As Mrs Wife pointed out, it hardly seemed worth sticking around to make the point, and I also had doubts about the claim of damage (it had been close, yes, but when I’d got out of the car, my door had only touched that rubber strip thing which most modern cars have along their sides – for just that reason). But it also made me think about something which is relevant to writing, and certainly to life in general: the need to express yourself clearly.
I’d been thrown off by his opening gambit because it just hadn’t made any sense to me, coming as it did from a rather obtuse angle and then suddenly switching to the main point. I mean, I know full well that a great way to throw an argument a bit off track is to shift from discussing the opinions at the heart of it to the method of discussion (“look, you don’t have to shout, all right?” etc), but if you’re trying to make a point to someone in the first place I think it’s probably key to express that pretty clearly.

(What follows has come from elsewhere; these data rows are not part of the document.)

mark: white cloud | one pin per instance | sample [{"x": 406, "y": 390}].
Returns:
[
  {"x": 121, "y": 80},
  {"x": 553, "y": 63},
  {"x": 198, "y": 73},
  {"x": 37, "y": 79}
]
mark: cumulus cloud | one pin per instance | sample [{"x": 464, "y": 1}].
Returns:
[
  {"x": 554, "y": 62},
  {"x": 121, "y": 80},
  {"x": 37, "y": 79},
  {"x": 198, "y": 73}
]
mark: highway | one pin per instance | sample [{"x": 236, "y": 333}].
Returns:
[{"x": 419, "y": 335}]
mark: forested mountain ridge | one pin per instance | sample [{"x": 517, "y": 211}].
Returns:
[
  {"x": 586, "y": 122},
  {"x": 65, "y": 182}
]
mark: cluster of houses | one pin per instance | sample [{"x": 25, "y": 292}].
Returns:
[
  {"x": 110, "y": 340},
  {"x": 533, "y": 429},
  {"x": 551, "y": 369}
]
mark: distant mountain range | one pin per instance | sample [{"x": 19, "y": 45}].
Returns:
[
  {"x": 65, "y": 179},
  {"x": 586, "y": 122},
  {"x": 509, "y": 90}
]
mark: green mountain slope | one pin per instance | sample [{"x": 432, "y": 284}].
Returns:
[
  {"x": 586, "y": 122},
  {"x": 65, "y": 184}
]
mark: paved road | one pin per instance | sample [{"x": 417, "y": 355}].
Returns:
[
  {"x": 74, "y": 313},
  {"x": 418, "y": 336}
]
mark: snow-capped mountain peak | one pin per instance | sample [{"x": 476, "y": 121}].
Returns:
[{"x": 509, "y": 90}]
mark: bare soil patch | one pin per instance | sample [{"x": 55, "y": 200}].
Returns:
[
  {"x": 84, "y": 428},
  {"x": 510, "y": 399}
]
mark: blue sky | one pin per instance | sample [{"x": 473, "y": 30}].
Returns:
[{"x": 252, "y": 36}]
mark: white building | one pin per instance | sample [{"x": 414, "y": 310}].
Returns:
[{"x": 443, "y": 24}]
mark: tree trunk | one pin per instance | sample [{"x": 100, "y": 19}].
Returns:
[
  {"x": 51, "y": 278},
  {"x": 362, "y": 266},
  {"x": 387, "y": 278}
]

I think we’ve probably all had experience of disagreements which begin with you being wrong-footed by a bewildering opening – something like “I think you’ve got something to tell me, don’t you?” – which kind of leaves you feeling a few minutes behind as you try to catch up and figure out what you’re supposed to be discussing, or what you’ve allegedly done; I guess that’s partly due to the fact that the person initiating the (ahem) discussion has had more time to mull it over in their mind and try to figure out the sharpest and snarkiest angle of attack – which lets you know that they’re not happy, though not necessarily what they’re not happy about. Which probably isn’t the ideal way to communicate.
In a similar fashion, I often find myself slightly bewildered by slang and text-speak and the like, which is obviously a sign that I’m an old fart, but I think that sometimes it almost seems like the point of the slang is less about getting your point over, and more to be seen to be using zOMG, LOL, dat, 2day, and the like. In this situation, I guess the medium, or at least the method of communication, becomes the message.
You see slang and invented languages used a fair amount of fiction, too; A Clockwork Orange is a pretty good example, though if memory serves that gradually adds more and more of the invented lingo until you suddenly realise, towards the end of the book, that most of it is in Nadsat. Quite a lot of books written in not-quite English (or at least, not quite English as we know it today) are off-putting to the reader, and are often reviewed with comments to the effect that ‘persevering pays off’, though I think there may be an argument to be made that in the opening stages of a book, care should be taken not to alienate the reader; it’s a case of setting out your stall or being on your best behaviour in the early stages of a relationship, to my mind, though of course you don’t want to make your beginning so smooth and easy that it misleads about what’s to follow (whilst I haven’t read beyond the first Harry Potter book, I gather that the series gets darker as time goes on, and deals with far less innocent stuff), or so cautiously tailored to avoid alienating anyone that it ends up appealing to no-one.
I guess the point of all this rumination is that there’s some truth to the idea (which I’m not claiming to have originated) that the quality of your communication is the degree to which it’s understood; if you want to be understood clearly, so that you can proceed (with your story or argument or whatever), I guess the key thing is to rein in any tendency to elaborate or approach from a clever angle, and just to get to the heart of the matter as directly as possible.
I’m reminded of Samuel Johnson’s advice about writing, which I think applies: “Read over your compositions and, when you meet a passage which you think is particularly fine, strike it out.”
…Which also goes to explain why so many of my blog posts are published as written. Hmm.